Le peintre Olivier Bertin frise la cinquantaine ; son amie, la comtesse Anne de
Guilleroy, a quelque quarante ans. Leur liaison, très douce et très solide, pourrait durer
encore. Mais la comtesse rappelle sa fille auprès d’elle ; Annette a dix-huit ans : c’est
le portrait vivant de la comtesse ; c’est elle-même, comme elle était jadis, quand Olivier
la rencontra. Comment Olivier se met à aimer la jeune fille sans le savoir, et comment la
comtesse s’en aperçoit et prend le parti désespéré d’en avertir son ami ; comment Bertin
souffre d’aimer cette enfant — lui, un vieil homme — et comment la comtesse souffre de
n’être plus aimée de ce vieil homme parce qu’elle n’est plus une jeune femme ; la lutte
d’Olivier contre cette passion insensée et de la comtesse contre les premières
flétrissures de l’âge ; et comment la jeune fille traverse tout ce drame (qu’elle a
déchaîné) sans en soupçonner le premier mot ; et comment enfin les deux vieux amants
assistent, impuissants, au supplice l’un de l’autre, jusqu’à ce qu’Olivier se réfugie dans
une mort à demi volontaire : voilà tout le roman. Je n’en sais pas de plus douloureux.
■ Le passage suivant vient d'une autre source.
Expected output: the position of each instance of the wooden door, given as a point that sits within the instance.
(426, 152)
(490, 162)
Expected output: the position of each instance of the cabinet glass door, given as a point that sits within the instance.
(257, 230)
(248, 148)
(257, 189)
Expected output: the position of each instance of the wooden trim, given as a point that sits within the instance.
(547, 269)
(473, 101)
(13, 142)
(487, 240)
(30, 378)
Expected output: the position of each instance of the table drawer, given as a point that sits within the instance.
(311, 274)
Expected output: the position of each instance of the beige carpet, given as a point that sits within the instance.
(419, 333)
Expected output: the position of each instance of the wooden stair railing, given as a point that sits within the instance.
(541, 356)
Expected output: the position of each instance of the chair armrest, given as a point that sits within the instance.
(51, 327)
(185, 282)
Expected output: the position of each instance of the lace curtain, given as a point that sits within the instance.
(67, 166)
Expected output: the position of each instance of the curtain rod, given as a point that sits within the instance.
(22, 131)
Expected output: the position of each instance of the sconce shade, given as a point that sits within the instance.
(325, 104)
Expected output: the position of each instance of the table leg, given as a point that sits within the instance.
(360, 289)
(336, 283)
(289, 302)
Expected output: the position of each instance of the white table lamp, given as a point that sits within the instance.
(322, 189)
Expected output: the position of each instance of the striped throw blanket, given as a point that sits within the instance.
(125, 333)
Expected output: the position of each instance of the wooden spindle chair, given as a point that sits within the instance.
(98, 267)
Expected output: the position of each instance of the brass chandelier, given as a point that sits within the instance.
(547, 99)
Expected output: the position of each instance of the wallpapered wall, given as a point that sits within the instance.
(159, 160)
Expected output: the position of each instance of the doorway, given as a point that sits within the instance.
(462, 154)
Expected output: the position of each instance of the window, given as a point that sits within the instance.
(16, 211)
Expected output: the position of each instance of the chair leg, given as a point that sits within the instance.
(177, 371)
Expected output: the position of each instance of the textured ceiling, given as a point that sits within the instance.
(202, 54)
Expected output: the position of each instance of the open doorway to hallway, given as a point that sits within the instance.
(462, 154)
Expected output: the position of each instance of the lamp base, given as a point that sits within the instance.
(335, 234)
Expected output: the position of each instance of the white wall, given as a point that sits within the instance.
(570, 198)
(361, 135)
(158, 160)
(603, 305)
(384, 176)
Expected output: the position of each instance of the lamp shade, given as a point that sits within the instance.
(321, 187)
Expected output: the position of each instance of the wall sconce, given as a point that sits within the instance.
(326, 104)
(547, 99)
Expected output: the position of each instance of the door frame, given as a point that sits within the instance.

Ce qui est remarquable, c’est que ce drame, de donnée romanesque (par le caractère
absolument exceptionnel de la situation et de quelques-uns des sentiments),
M. de Maupassant le développe par les procédés du roman réaliste. Cette étrange histoire,
nous en touchons du doigt la vérité, jour par jour, heure par heure. M. de Maupassant,
plusieurs fois de suite, a accompli avec sérénité ce tour de force de marquer, dans chacun
des innombrables incidents de la journée la plus unie, les progrès lents de la passion et
de la douleur dévoratrices au cœur d’Olivier et d’Anne. Il y a là, continuellement, un
choix de circonstances extérieures, toutes des plus naturelles et toutes singulièrement
expressives, par lesquelles on se sent si bien enveloppé que l’on a, aussi intense que
possible, l’impression de la vie réelle et cela, je le répète, sur une donnée
exceptionnelle jusqu’à l’invraisemblance. La sûreté d’observation du conteur est telle
que, cette invraisemblance, il la fait comme rentrer de force dans le courant vulgaire des
choses… Eh ! oui, on mange, on boit, on bâille, on travaille, on fait ce que font les
autres, on est comme tout le monde, on n’a rien d’ : et on meurt de
désespoir et d’amour ; on meurt d’une passion fatale comme les passions de tragédie. C’est
ainsi, cela arrive, pas souvent, mais cela arrive, en vérité, et peut-être tout près de
nous. C’est à cause de ces patientes préparations des trois cents premières pages que les
cinquante dernières sont si étrangement émouvantes. Nous avons vu, minute par minute, ce
que souffrent Anne et Olivier ; quand ces deux souffrances se rencontrent et s’avouent,
cela est déchirant et d’autant plus que chacun d’eux sait le martyre de son compagnon et
qu’ils se font mutuellement pitié. La suprême entrevue des deux torturés arrive à un tel
degré d’émotion qu’il n’y a rien par-delà, ou pas grand’chose : tant le sentiment des
obscures fatalités humaines y est douloureux et accablant !
Pas de conclusion. C’est la vie. Chercherons-nous des objections ? Dirons-nous qu’Olivier
est un grand fou, qu’il est des passions qu’on s’interdit à son âge, que la comtesse (plus
excusable, d’ailleurs) n’a qu’à s’abriter en Dieu, que tout a une fin, qu’il faut savoir
vieillir, accepter l’inévitable, et que ceux-là pâtissent justement qui vont contre les
volontés de la nature ? Mais la déraison même est dans la nature, et dans la nature aussi
les pires folies de l’amour, de l’odieux amour ! Maupassant ne juge ni ne condamne. Il
regarde et il raconte.
Il regarde si bien que je ne puis douter de la vérité de son livre (lequel porte en
lui-même le témoignage de cette vérité) ; et il raconte si bien que, l’ayant lu voilà trois
semaines, j’ai encore le cœur serré en y songeant.